Whether you’re able to admit it or not, you’re not going into any draft without some sort of bias for and against certain players or teams. In one mock draft, I was drafting ahead of a guy with the user name “NinerGuy.” When I took Frank Gore in the first round, right before his spot, he flew off the handle because he didn’t get “his guy.” That happens. It can work the other way too. While I totally acknowledge that Peyton Manning and Jason Witten are productive fantasy players and warrant being in the top three at their respective positions, you’ll never see me putting them on any of my fantasy teams. My level of hatred for the Colts and Cowboys is unnatural, and we’ll just leave it at that. I can’t spend my Sunday rooting for them, I just refuse to do it.
That little bit of random knowledge about your fellow league members can be very valuable come draft time. If you have the 11th pick right before me in a 12-team serpentine draft and you’re confident I won’t pick Marion Barber with pick 12 or 13, but you think I might grab Steve Slaton if he slips to me, nab Slaton in the pick before me, and you’re likely to still get Barber in the next round too. So don’t stop at just studying the NFL players, study up on your fantasy opponents, it may make a huge difference on how you draft.
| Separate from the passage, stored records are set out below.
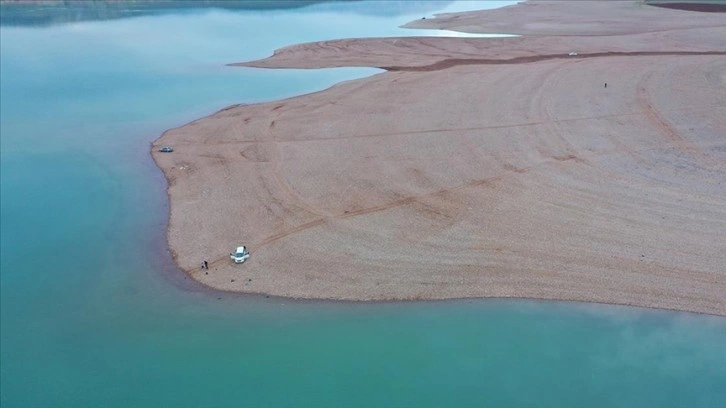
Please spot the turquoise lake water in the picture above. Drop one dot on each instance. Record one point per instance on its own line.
(93, 313)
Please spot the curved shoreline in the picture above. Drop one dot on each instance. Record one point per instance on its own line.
(344, 244)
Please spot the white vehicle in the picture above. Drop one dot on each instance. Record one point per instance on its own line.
(240, 255)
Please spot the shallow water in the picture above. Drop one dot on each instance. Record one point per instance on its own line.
(93, 313)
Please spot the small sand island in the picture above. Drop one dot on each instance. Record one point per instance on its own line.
(584, 160)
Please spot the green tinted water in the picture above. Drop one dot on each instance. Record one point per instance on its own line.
(93, 313)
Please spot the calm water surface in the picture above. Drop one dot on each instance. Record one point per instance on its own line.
(93, 313)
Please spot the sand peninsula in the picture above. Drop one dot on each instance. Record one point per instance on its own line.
(475, 167)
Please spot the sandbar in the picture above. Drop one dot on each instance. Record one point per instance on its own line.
(584, 160)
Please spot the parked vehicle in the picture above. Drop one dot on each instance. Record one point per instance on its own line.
(240, 255)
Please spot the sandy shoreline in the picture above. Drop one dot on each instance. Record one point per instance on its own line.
(475, 167)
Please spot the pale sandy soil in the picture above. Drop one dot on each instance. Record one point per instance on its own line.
(475, 167)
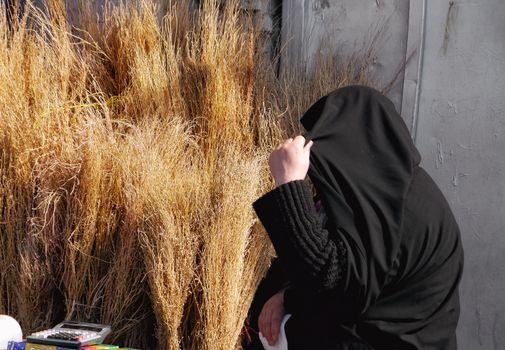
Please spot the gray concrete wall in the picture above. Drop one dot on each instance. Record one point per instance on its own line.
(452, 97)
(461, 135)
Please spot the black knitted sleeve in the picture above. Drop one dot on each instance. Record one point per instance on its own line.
(312, 255)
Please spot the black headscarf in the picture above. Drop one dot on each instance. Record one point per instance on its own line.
(362, 165)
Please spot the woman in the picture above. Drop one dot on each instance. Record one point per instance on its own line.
(378, 266)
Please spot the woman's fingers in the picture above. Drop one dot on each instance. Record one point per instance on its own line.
(264, 321)
(275, 325)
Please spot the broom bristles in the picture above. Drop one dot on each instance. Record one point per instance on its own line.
(131, 149)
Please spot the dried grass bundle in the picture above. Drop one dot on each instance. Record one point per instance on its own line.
(131, 148)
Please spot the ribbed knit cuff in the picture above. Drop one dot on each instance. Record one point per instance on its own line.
(288, 206)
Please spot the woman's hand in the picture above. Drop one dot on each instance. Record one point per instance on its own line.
(290, 161)
(271, 316)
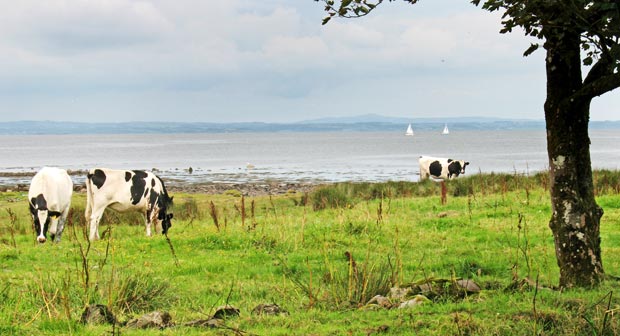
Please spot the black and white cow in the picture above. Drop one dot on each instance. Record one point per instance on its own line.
(127, 190)
(49, 198)
(440, 168)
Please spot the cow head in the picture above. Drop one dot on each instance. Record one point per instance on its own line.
(456, 167)
(43, 219)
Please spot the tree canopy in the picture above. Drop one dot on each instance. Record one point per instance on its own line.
(596, 22)
(575, 34)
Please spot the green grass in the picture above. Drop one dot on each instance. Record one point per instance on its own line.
(320, 265)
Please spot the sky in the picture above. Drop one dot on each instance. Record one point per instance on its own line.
(265, 61)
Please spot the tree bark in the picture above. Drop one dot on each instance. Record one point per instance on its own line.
(575, 222)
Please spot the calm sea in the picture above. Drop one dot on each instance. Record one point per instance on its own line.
(292, 157)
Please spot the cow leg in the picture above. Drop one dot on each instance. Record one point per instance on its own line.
(61, 224)
(54, 227)
(94, 224)
(148, 227)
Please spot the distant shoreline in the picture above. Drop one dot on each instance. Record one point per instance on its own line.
(271, 187)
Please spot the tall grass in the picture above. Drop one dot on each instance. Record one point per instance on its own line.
(322, 256)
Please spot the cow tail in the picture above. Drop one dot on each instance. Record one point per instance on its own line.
(89, 197)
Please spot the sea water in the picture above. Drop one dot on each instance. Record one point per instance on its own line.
(293, 157)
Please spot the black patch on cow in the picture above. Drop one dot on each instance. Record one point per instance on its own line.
(138, 184)
(435, 168)
(97, 178)
(39, 202)
(36, 204)
(454, 168)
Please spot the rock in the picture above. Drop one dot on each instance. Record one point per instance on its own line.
(399, 294)
(268, 309)
(210, 323)
(416, 301)
(154, 319)
(381, 301)
(223, 312)
(469, 286)
(97, 314)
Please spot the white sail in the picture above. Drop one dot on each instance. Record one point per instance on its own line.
(445, 129)
(409, 130)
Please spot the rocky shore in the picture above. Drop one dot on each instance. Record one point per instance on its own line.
(19, 181)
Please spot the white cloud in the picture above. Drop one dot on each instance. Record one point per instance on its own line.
(217, 60)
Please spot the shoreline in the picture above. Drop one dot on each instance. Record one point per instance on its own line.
(20, 182)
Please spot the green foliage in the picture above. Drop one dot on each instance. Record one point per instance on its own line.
(320, 266)
(139, 293)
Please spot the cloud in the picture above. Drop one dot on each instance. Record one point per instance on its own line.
(61, 26)
(220, 60)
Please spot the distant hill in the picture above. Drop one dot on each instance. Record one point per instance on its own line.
(365, 123)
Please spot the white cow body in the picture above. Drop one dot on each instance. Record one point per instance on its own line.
(126, 190)
(441, 168)
(49, 197)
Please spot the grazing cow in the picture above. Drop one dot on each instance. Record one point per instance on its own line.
(49, 198)
(127, 190)
(440, 168)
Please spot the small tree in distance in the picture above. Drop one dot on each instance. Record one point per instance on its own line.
(573, 33)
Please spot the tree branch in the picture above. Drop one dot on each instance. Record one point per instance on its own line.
(598, 86)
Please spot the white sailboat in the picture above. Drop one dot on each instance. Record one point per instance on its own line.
(409, 131)
(445, 130)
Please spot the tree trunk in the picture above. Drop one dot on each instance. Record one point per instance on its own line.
(575, 221)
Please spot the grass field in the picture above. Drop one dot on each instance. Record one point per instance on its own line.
(320, 256)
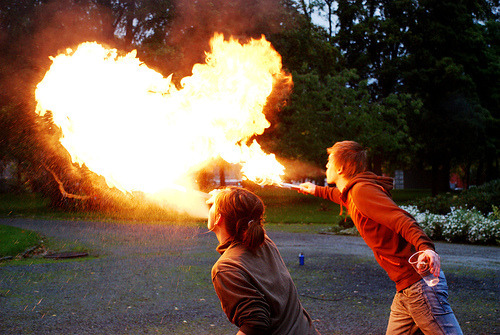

It was amazing to me how early people would draft players coming off injuries just months ago, or players whose careers have been riddled with bumps and bruises year after year. My golden rule: when wrestling between two players, choose the one with the healthier history. Granted, injuries happen everywhere, to everyone, but take your chances with a guy who plays week after week over a guy who is in plain clothes on the sidelines more often than not during game time.
The latter rounds of your draft are when team depth charts can come in handy and be very useful in giving your fantasy team some added bench depth. The average sports fan and fantasy football amateur can’t name you the second wide receiver on the Browns’ depth chart, or the backup running back in Kansas City. Taking a flier on guys like that (Brian Robiskie and Jamaal Charles, for the record) in the late rounds will provide you players with excellent upside, likely to gain playing time over guys deeper on depth charts, especially in case of injury to guys ahead of them.
Here is a short list of players I’m seeing drafted much higher than I would ever expect: Deangelo Williams (as high as 5th overall), Chris Johnson (as high as 5th overall), Brian Westbrook (as high as 7th overall), Greg Jennings (as high as mid-2nd round), Terrell Owens (as high as late 2nd round), and Aaron Rodgers (as high as 3rd round).
I might be alone, but I’m not projecting these guys to be valuable picks as early as they are going off the board. I might eat my words if they all have career years, but if I were a betting man (and I clearly am), I’m waiting a bit on these gents.
And now to the opposite end of the spectrum, a short list of players who are staying on the board a lot longer than I would expect: Steve Slaton (as low as mid-2nd round), LaDainian Tomlinson (as low as late 2nd round), Kevin Smith (as low as late 5th round), Ryan Grant (as low as 6th round), Anthony Gonzalez (as low as 7th round), and Matt Ryan (as low as 9th round).
I guess you could call some of these guys my “sleepers,” but I’ve been really surprised at where these folks have been drafted at times.
Above all, make sure you treat your fantasy draft as the fun, bonding event it should be. It’s not every day you get to hang out with your closest friends, whether it be in person or online, and just shoot the breeze about football, so make the most of it. And for God’s sake, talk some trash! Get those competitive juices flowing. This is a game, there will be a winner, there will be plenty of losers, so bring the noise! Come December you’ll either be cashing in those winnings or you’ll be eating your words, but no matter what, make it a fun ride either way.